Die Zunft zur Meisen hat eine Arbeitsgruppe gegründet. Frauen aus einer Zunft auszuschliessen, sei eigentlich nicht mehr zeitgemäss, sagt der «Meister». Eigentlich.
Die Zunft zur Meisen ist ein reiner Männerzirkel – so wie auch die anderen Zürcher Zünfte. Am Sechseläuten stehen die Frauen traditionell am Strassenrand.
Es überrascht deshalb, dass die grösste Zürcher Zunft zur Meisen zumindest darüber nachdenkt, ob sie in Zukunft auch Frauen aufnehmen will. Die NZZ berichtet, dass «die Meisen» eine Arbeitsgruppe gegründet hätten, welche momentan die Argumente der Gegner und Befürworter zusammenstelle. Im kommenden Frühling will die Zunft darüber abstimmen, ob sie ihre Statuten ändert und Frauen die Aufnahme in den Zirkel erlaubt.
Die Meinungen seien noch nicht gemacht, sagte Gustav von Schulthess der NZZ. Und: Es gebe bei der Diskussion kein Richtig oder Falsch. «Wir wollen niemanden ausschliessen.»
«Rolle der Frau in der Gesellschaft hat sich verändert»
Zunftmeister Gustav von Schulthess war früher ärztlicher Direktor des Universitätsspitals. Die Rolle der Frau habe sich in der Gesellschaft stark gewandelt, sagte er gegenüber der NZZ. Die Hauptaufgabe der Frau bestehe bekanntlich nicht mehr darin, den Haushalt zu schmeissen und die Kinder zu versorgen. «Frauen aus einer Zunft auszuschliessen, ist eigentlich nicht mehr zeitgemäss.»
Gustav von Schulthess ist auch Mitglied des Rotary-Clubs Zürich. Dieser hat vor 15 Jahren zum ersten mal über die Aufnahme von Frauen diskutiert. Für manche Mitglieder sei es damals unvorstellbar gewesen, als Männer nicht mehr unter sich zu sein. Heute gehörten Frauen ganz selbstverständlich dazu, sagt von Schulthess.
Konstantin von Schulthess, der mit dem Zunftmeister entfernt verwandt ist, erklärte der NZZ den Grundgedanken hinter der Arbeitsgruppe: «In einer Zunft geht es darum, sich mit liberal denkenden, interessanten Menschen auszutauschen. Man führt spannende Gespräche und geht bereichert nach Hause. Ohne Frauen schliessen wir die Hälfte dieser interessanten Menschen aus.» Reine Männer- oder Frauenthemen gebe es heute immer weniger.

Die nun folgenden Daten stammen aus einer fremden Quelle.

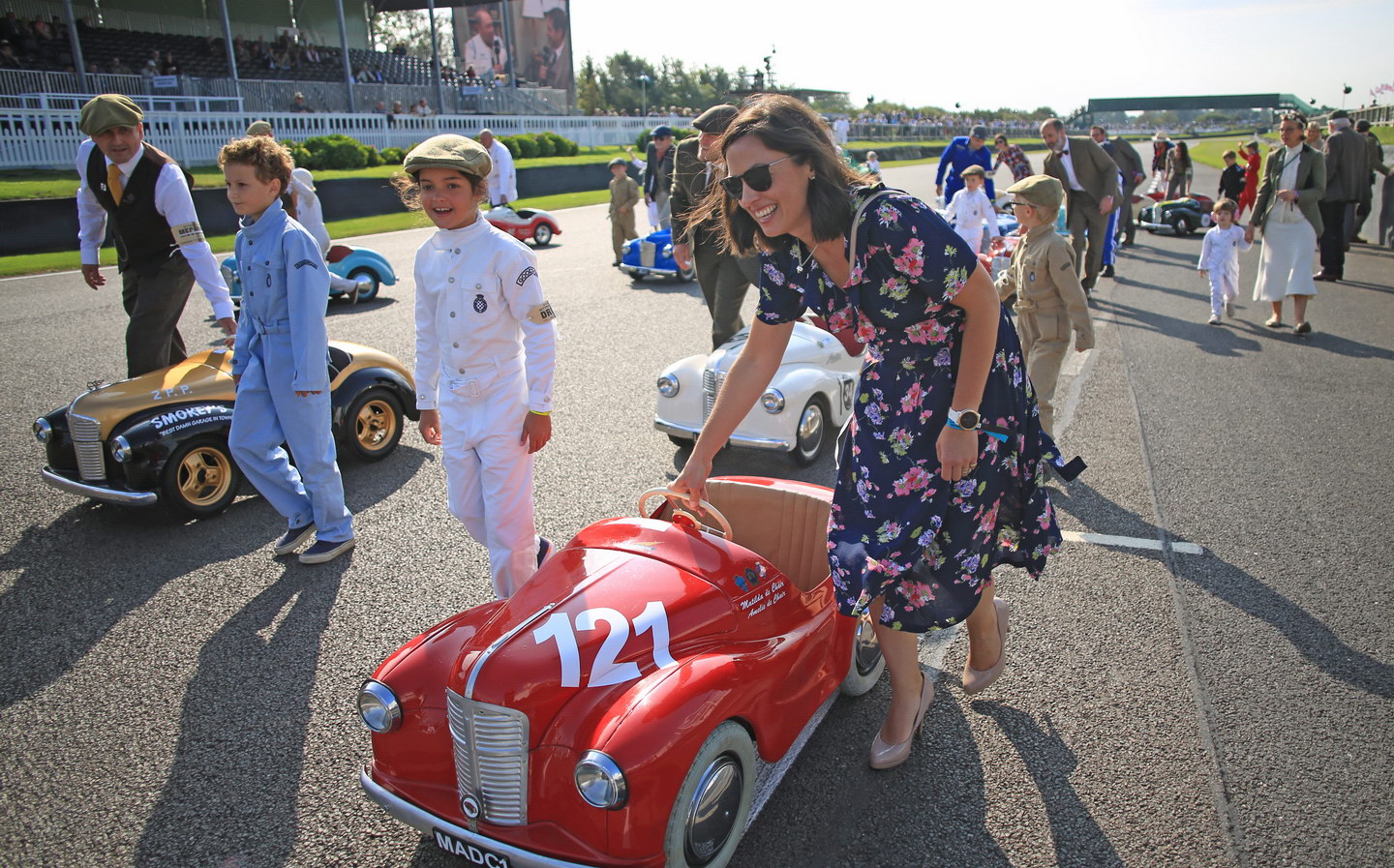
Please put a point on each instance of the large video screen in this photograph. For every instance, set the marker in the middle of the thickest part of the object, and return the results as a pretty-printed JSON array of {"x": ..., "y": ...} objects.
[{"x": 523, "y": 41}]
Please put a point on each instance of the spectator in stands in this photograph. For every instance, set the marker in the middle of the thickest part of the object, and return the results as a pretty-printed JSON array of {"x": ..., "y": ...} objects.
[{"x": 485, "y": 49}]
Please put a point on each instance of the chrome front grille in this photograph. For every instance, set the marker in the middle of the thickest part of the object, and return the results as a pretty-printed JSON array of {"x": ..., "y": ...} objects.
[
  {"x": 712, "y": 382},
  {"x": 490, "y": 757},
  {"x": 87, "y": 440}
]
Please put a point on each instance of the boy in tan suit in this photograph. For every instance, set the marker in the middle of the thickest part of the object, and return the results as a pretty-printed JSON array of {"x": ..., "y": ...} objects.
[
  {"x": 623, "y": 196},
  {"x": 1048, "y": 295}
]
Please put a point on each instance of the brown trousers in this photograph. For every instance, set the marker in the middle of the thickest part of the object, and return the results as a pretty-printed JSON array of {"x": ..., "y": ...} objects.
[{"x": 155, "y": 298}]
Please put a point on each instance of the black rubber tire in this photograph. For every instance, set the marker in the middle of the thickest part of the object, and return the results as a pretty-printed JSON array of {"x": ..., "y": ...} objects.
[
  {"x": 725, "y": 765},
  {"x": 373, "y": 425},
  {"x": 199, "y": 478},
  {"x": 807, "y": 450},
  {"x": 370, "y": 294}
]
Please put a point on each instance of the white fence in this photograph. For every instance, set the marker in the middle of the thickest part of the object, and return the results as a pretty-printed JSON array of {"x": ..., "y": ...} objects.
[{"x": 34, "y": 138}]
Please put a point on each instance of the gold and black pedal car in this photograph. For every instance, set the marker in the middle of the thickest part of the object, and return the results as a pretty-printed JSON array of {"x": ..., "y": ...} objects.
[{"x": 162, "y": 437}]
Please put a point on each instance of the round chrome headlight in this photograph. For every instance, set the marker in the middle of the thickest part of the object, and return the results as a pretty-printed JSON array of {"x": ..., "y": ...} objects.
[
  {"x": 378, "y": 706},
  {"x": 599, "y": 782}
]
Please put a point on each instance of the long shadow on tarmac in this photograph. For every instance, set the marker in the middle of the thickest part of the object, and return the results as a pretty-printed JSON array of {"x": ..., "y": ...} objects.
[
  {"x": 230, "y": 797},
  {"x": 1312, "y": 639}
]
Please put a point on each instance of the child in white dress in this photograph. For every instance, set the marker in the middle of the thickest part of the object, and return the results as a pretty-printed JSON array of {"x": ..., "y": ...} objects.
[
  {"x": 1220, "y": 259},
  {"x": 969, "y": 208}
]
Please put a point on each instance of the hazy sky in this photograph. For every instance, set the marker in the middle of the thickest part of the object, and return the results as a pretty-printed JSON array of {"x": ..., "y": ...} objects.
[{"x": 1023, "y": 54}]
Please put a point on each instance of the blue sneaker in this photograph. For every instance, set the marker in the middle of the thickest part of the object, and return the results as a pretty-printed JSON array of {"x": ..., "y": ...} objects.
[
  {"x": 325, "y": 551},
  {"x": 293, "y": 538}
]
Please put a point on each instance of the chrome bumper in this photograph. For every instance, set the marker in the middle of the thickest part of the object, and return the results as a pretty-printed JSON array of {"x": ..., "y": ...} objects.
[
  {"x": 428, "y": 823},
  {"x": 683, "y": 431},
  {"x": 98, "y": 492}
]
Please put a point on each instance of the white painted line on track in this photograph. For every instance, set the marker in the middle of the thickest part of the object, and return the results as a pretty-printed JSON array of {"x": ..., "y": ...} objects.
[{"x": 1131, "y": 542}]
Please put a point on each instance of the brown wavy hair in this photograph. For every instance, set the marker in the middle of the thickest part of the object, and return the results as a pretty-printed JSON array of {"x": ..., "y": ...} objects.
[{"x": 788, "y": 126}]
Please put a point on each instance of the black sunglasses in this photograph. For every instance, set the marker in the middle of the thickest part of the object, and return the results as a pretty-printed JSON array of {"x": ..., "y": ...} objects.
[{"x": 756, "y": 176}]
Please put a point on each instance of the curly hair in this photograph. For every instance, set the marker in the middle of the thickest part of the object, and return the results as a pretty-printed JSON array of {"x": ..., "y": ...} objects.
[
  {"x": 788, "y": 126},
  {"x": 265, "y": 155}
]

Nur Töchter und «weibliche Persönlichkeiten» – aber keine Frauen
Diesen Frühling hat die NZZ über ein Gutachten von zwei Staatsrechtlern der Universität Zürich berichtet. Diese kamen zum Schluss, dass es zumindest in Basel nicht legal sei, Frauen vom Zunftleben auszuschliessen. Gustav von Schulthess betont, das die Zunft zur Meisen die Frauen-Arbeitsgruppe nicht aufgrund des Rechtsgutachtens gegründet habe. «Wir möchten Frauen nicht deshalb aufnehmen, weil man uns vielleicht eines Tages dazu zwingt», sagt von Schulthess. Auch bestreitet der Zunftmeister, dass die Zunft zur Meisen ein Nachwuchsproblem habe.

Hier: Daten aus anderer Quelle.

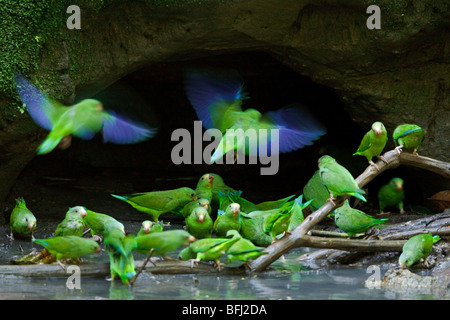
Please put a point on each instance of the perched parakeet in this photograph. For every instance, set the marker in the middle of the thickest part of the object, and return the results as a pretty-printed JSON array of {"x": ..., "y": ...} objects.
[
  {"x": 150, "y": 226},
  {"x": 82, "y": 120},
  {"x": 245, "y": 205},
  {"x": 269, "y": 205},
  {"x": 73, "y": 223},
  {"x": 244, "y": 250},
  {"x": 121, "y": 261},
  {"x": 297, "y": 216},
  {"x": 219, "y": 186},
  {"x": 252, "y": 227},
  {"x": 353, "y": 221},
  {"x": 69, "y": 246},
  {"x": 416, "y": 248},
  {"x": 315, "y": 191},
  {"x": 217, "y": 100},
  {"x": 22, "y": 221},
  {"x": 101, "y": 223},
  {"x": 373, "y": 143},
  {"x": 187, "y": 209},
  {"x": 156, "y": 203},
  {"x": 163, "y": 242},
  {"x": 392, "y": 195},
  {"x": 337, "y": 179},
  {"x": 227, "y": 220},
  {"x": 408, "y": 136},
  {"x": 212, "y": 249},
  {"x": 204, "y": 187},
  {"x": 199, "y": 224}
]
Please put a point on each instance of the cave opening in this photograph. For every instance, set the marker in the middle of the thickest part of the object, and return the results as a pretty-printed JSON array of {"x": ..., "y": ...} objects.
[{"x": 88, "y": 171}]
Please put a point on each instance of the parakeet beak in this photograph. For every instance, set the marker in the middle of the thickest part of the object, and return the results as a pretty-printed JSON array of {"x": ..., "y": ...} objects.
[
  {"x": 236, "y": 209},
  {"x": 83, "y": 213}
]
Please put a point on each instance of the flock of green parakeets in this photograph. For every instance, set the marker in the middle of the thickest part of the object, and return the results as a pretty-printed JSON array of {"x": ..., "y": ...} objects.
[{"x": 218, "y": 220}]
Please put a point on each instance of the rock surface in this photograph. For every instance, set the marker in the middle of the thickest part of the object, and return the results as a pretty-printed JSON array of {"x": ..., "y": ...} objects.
[{"x": 396, "y": 74}]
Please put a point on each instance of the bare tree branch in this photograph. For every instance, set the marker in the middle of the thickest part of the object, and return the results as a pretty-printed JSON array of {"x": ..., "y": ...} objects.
[{"x": 298, "y": 236}]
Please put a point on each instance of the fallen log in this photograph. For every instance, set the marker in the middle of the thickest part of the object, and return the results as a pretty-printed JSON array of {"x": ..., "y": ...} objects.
[
  {"x": 297, "y": 237},
  {"x": 102, "y": 269}
]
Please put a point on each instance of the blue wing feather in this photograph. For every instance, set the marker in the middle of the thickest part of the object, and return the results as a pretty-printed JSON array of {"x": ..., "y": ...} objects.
[
  {"x": 36, "y": 103},
  {"x": 119, "y": 130},
  {"x": 205, "y": 88}
]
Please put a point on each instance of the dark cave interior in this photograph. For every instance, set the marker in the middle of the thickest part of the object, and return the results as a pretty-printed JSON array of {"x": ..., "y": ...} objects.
[{"x": 87, "y": 172}]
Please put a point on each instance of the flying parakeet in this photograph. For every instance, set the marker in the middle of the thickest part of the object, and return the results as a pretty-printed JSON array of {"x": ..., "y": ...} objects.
[
  {"x": 163, "y": 242},
  {"x": 244, "y": 250},
  {"x": 212, "y": 249},
  {"x": 315, "y": 191},
  {"x": 82, "y": 120},
  {"x": 408, "y": 136},
  {"x": 150, "y": 226},
  {"x": 392, "y": 195},
  {"x": 22, "y": 221},
  {"x": 217, "y": 100},
  {"x": 204, "y": 187},
  {"x": 101, "y": 223},
  {"x": 227, "y": 220},
  {"x": 156, "y": 203},
  {"x": 73, "y": 223},
  {"x": 69, "y": 246},
  {"x": 373, "y": 143},
  {"x": 199, "y": 224},
  {"x": 353, "y": 221},
  {"x": 187, "y": 209},
  {"x": 416, "y": 248},
  {"x": 337, "y": 179}
]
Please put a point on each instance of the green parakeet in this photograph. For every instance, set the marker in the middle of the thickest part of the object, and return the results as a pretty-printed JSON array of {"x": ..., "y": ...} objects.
[
  {"x": 212, "y": 249},
  {"x": 315, "y": 191},
  {"x": 416, "y": 248},
  {"x": 353, "y": 221},
  {"x": 101, "y": 223},
  {"x": 199, "y": 224},
  {"x": 217, "y": 99},
  {"x": 245, "y": 205},
  {"x": 82, "y": 120},
  {"x": 204, "y": 187},
  {"x": 22, "y": 221},
  {"x": 297, "y": 216},
  {"x": 163, "y": 242},
  {"x": 69, "y": 246},
  {"x": 392, "y": 195},
  {"x": 408, "y": 136},
  {"x": 338, "y": 180},
  {"x": 373, "y": 143},
  {"x": 268, "y": 205},
  {"x": 227, "y": 220},
  {"x": 73, "y": 223},
  {"x": 156, "y": 203},
  {"x": 187, "y": 209},
  {"x": 150, "y": 226},
  {"x": 252, "y": 227},
  {"x": 244, "y": 250},
  {"x": 121, "y": 261}
]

Als Zünfterinnen würden laut von Schulthess vor allem Töchter von Zünftern infrage kommen. Dazu weibliche Persönlichkeiten aus Wirtschaft, Politik, Kultur und Akademie – aber keine Ehefrauen. Das sei explizit nicht vorgesehen. Die Aufnahme aller Ehefrauen würde die Kapazität der Zunft sprengen, sagt der Zunftmeister. 260 Mitglieder umfasst die Zunft zur Meisen momentan.

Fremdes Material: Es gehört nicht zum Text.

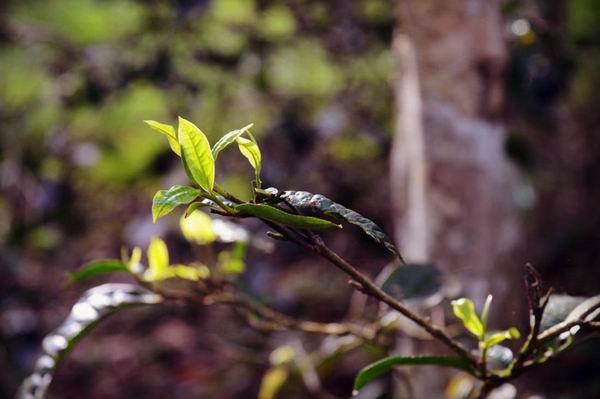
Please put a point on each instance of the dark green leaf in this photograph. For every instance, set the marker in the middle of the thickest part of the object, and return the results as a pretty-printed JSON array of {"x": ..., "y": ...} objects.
[
  {"x": 228, "y": 139},
  {"x": 93, "y": 305},
  {"x": 278, "y": 216},
  {"x": 587, "y": 310},
  {"x": 413, "y": 281},
  {"x": 97, "y": 268},
  {"x": 374, "y": 370},
  {"x": 166, "y": 200},
  {"x": 196, "y": 154},
  {"x": 319, "y": 203}
]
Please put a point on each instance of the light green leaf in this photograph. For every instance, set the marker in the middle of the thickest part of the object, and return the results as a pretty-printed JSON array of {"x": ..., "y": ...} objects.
[
  {"x": 168, "y": 131},
  {"x": 498, "y": 337},
  {"x": 228, "y": 139},
  {"x": 464, "y": 309},
  {"x": 193, "y": 273},
  {"x": 98, "y": 267},
  {"x": 166, "y": 200},
  {"x": 374, "y": 370},
  {"x": 486, "y": 311},
  {"x": 321, "y": 204},
  {"x": 249, "y": 149},
  {"x": 196, "y": 154},
  {"x": 278, "y": 216},
  {"x": 158, "y": 260},
  {"x": 198, "y": 227}
]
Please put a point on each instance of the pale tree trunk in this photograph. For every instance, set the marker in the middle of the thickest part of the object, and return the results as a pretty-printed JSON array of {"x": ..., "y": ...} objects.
[{"x": 451, "y": 182}]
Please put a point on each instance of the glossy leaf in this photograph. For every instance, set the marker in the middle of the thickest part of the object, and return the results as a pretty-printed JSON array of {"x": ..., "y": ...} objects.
[
  {"x": 92, "y": 306},
  {"x": 186, "y": 272},
  {"x": 228, "y": 139},
  {"x": 166, "y": 200},
  {"x": 464, "y": 309},
  {"x": 168, "y": 131},
  {"x": 196, "y": 154},
  {"x": 278, "y": 216},
  {"x": 97, "y": 268},
  {"x": 374, "y": 370},
  {"x": 559, "y": 308},
  {"x": 158, "y": 261},
  {"x": 413, "y": 281},
  {"x": 321, "y": 204},
  {"x": 499, "y": 337}
]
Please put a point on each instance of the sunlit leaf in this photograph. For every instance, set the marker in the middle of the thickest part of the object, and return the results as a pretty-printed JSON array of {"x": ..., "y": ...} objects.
[
  {"x": 413, "y": 281},
  {"x": 464, "y": 309},
  {"x": 486, "y": 311},
  {"x": 272, "y": 382},
  {"x": 198, "y": 227},
  {"x": 374, "y": 370},
  {"x": 168, "y": 131},
  {"x": 92, "y": 306},
  {"x": 196, "y": 154},
  {"x": 133, "y": 263},
  {"x": 249, "y": 149},
  {"x": 321, "y": 204},
  {"x": 278, "y": 216},
  {"x": 158, "y": 261},
  {"x": 232, "y": 262},
  {"x": 499, "y": 337},
  {"x": 166, "y": 200},
  {"x": 228, "y": 139},
  {"x": 98, "y": 267}
]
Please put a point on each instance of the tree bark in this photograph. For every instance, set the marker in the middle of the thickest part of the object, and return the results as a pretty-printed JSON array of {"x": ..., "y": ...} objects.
[{"x": 451, "y": 182}]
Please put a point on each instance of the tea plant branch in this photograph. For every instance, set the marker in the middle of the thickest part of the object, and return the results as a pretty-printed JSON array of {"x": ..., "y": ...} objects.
[{"x": 365, "y": 285}]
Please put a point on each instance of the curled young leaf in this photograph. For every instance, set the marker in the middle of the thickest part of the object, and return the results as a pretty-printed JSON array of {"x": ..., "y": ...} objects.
[
  {"x": 97, "y": 268},
  {"x": 499, "y": 337},
  {"x": 321, "y": 204},
  {"x": 374, "y": 370},
  {"x": 464, "y": 309},
  {"x": 168, "y": 131},
  {"x": 228, "y": 139},
  {"x": 249, "y": 149},
  {"x": 278, "y": 216},
  {"x": 166, "y": 200},
  {"x": 196, "y": 154}
]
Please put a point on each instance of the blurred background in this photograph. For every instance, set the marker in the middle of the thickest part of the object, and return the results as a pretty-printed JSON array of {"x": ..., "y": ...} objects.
[{"x": 497, "y": 101}]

Die NZZ hat Gustav von Schulthess auch mit der oft geäusserten Befürchtung konfrontiert, dass man in einer gemischten Runde weniger offen reden könne als anhin. «Ja, das mag bei einigen so sein», sagt er Zunftmeister. Andere Männer seien jedoch auch der Meinung, dass eine Diskussion spannender sei, wenn Frauen dabei seien.
Dass Frauen in Zünften bis jetzt nicht zugelassen sind, ist laut der NZZ eine Erscheinung der Neuzeit. Bis ins 16. Jahrhundert konnten Witwen oder Töchter Zünfterinnen werden, wenn der Ehemann oder Vater verstarb. Heute ist die Gesellschaft zu Fraumünster die einzige Gruppe, die am Sechseläutenumzug mitmarschieren darf. Sie geniesst ein Gastrecht.
Bis Ende Januar können die Mitglieder der Zunft nun sagen, was sie von der Aufnahme von Frauen halten. Würde sich die Zunft zur Meisen im kommenden Frühling dazu bekennen, gäbe es jedoch nicht sofort Zünfterinnen. Der Arbeitsgruppe schwebt laut der NZZ eine Übergangsphase vor. Während beispielsweise fünf Jahren könnten Frauen an Anlässen der Zunft teilnehmen: als Gäste.